We recommend providing an NCBI email and API key — they're used by the database and literature agents. If you don't have them, set both to None.
# NCBI credentials — used by the database and literature agents.
# If you don't have them, set both to None (queries may then be rate-limited).
NCBI_EMAIL = "your_ncbi@email.com" # or None
NCBI_KEY = "your-api-key" # or None
# Run the Mixture-of-Experts (MoE) diagnostic engine
samplesheet = RareCollab.DiagnosticEngine.MoE(
samplesheet=samplesheet,
work_dir=work_dir,
references=references,
)
# Generate the candidate gene/variant list
samplesheet = RareCollab.DiagnosticEngine.Candidates(
samplesheet=samplesheet,
work_dir=work_dir,
config=config,
overwrite=False,
)
# Database agent: query external databases for each candidate (uses NCBI)

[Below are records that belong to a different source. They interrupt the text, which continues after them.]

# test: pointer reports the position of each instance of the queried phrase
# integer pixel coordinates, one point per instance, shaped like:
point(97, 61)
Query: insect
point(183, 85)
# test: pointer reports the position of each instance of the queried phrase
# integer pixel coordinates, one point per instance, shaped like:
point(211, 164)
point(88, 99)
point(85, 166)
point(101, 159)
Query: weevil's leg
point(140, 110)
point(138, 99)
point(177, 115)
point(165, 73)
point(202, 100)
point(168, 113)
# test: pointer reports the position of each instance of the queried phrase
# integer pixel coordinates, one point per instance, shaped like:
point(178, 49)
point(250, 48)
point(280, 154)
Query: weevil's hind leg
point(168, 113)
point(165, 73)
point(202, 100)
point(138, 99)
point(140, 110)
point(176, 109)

samplesheet = RareCollab.DatabaseAgent.RunAgent(
samplesheet=samplesheet,
work_dir=work_dir,
references=references,
llm_config=llm_config,
ncbi_email=NCBI_EMAIL,
ncbi_api_key=NCBI_KEY,
config=config,
overwrite=False,
)
# In-silico agent: run in-silico prediction/analysis on the candidates
samplesheet = RareCollab.InSilicoAgent.RunAgent(
samplesheet=samplesheet,
work_dir=work_dir,
llm_config=llm_config,
overwrite=False,
)
# Phenotype agent: preprocess the phenotype (HPO) data
samplesheet = RareCollab.PhenotypeAgent.Preprocessing(
samplesheet=samplesheet,
work_dir=work_dir,
references=references,
overwrite=False,
)
# Phenotype agent: analysis based on HPO terms
samplesheet = RareCollab.PhenotypeAgent.RunAgent_HPO(
samplesheet=samplesheet,
work_dir=work_dir,
llm_config=llm_config,
overwrite=False,
)
# Phenotype agent: analysis against OMIM
samplesheet = RareCollab.PhenotypeAgent.RunAgent_OMIM(
samplesheet=samplesheet,
work_dir=work_dir,
llm_config=llm_config,
overwrite=False,
)
# Phenotype agent: analysis from the literature (uses NCBI)

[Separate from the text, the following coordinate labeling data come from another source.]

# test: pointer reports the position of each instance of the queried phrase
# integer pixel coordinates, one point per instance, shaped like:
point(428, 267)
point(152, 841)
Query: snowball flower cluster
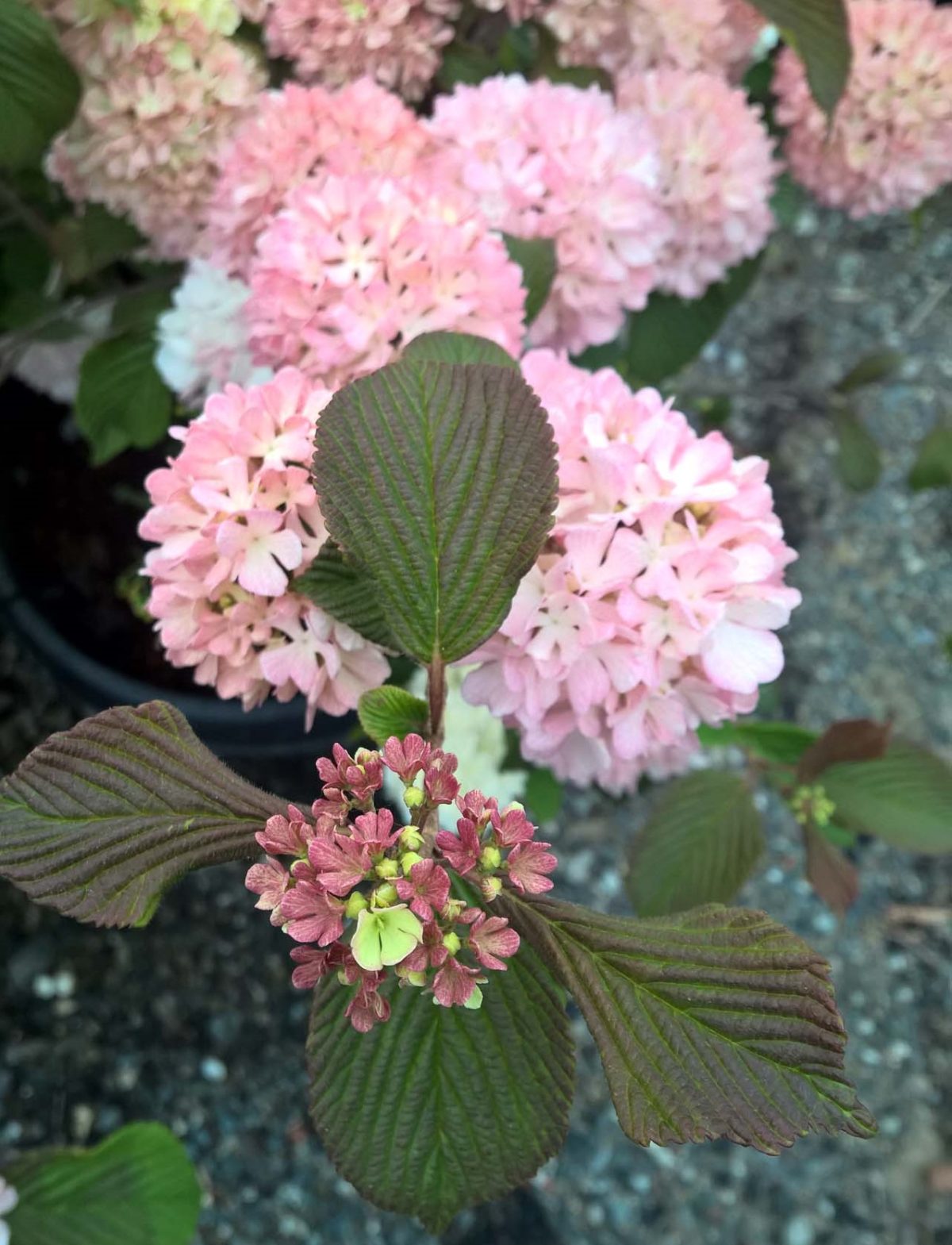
point(634, 35)
point(397, 43)
point(654, 605)
point(203, 339)
point(299, 133)
point(553, 161)
point(356, 267)
point(151, 121)
point(363, 895)
point(717, 173)
point(890, 146)
point(236, 516)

samplesheet = RareCollab.PhenotypeAgent.RunAgent_Literature(
samplesheet=samplesheet,
work_dir=work_dir,
llm_config=llm_config,
ncbi_email=NCBI_EMAIL,
ncbi_api_key=NCBI_KEY,
overwrite=False,
)Note
As before, overwrite=False lets you safely re-run this block to resume an interrupted run — completed steps are skipped. Set overwrite=True on a given call to force it to recompute.
The final step merges the outputs from all the diagnostic agents into a single integrated result and writes it to output_path:
# Merge all agent outputs into the final integrated result
samplesheet = RareCollab.Integration.Review(
samplesheet=samplesheet,
work_dir=work_dir,
fasta_references=fasta_references,
output_path='/path/output',
overwrite=False,
)After this step completes, your final integrated results are available at output_path.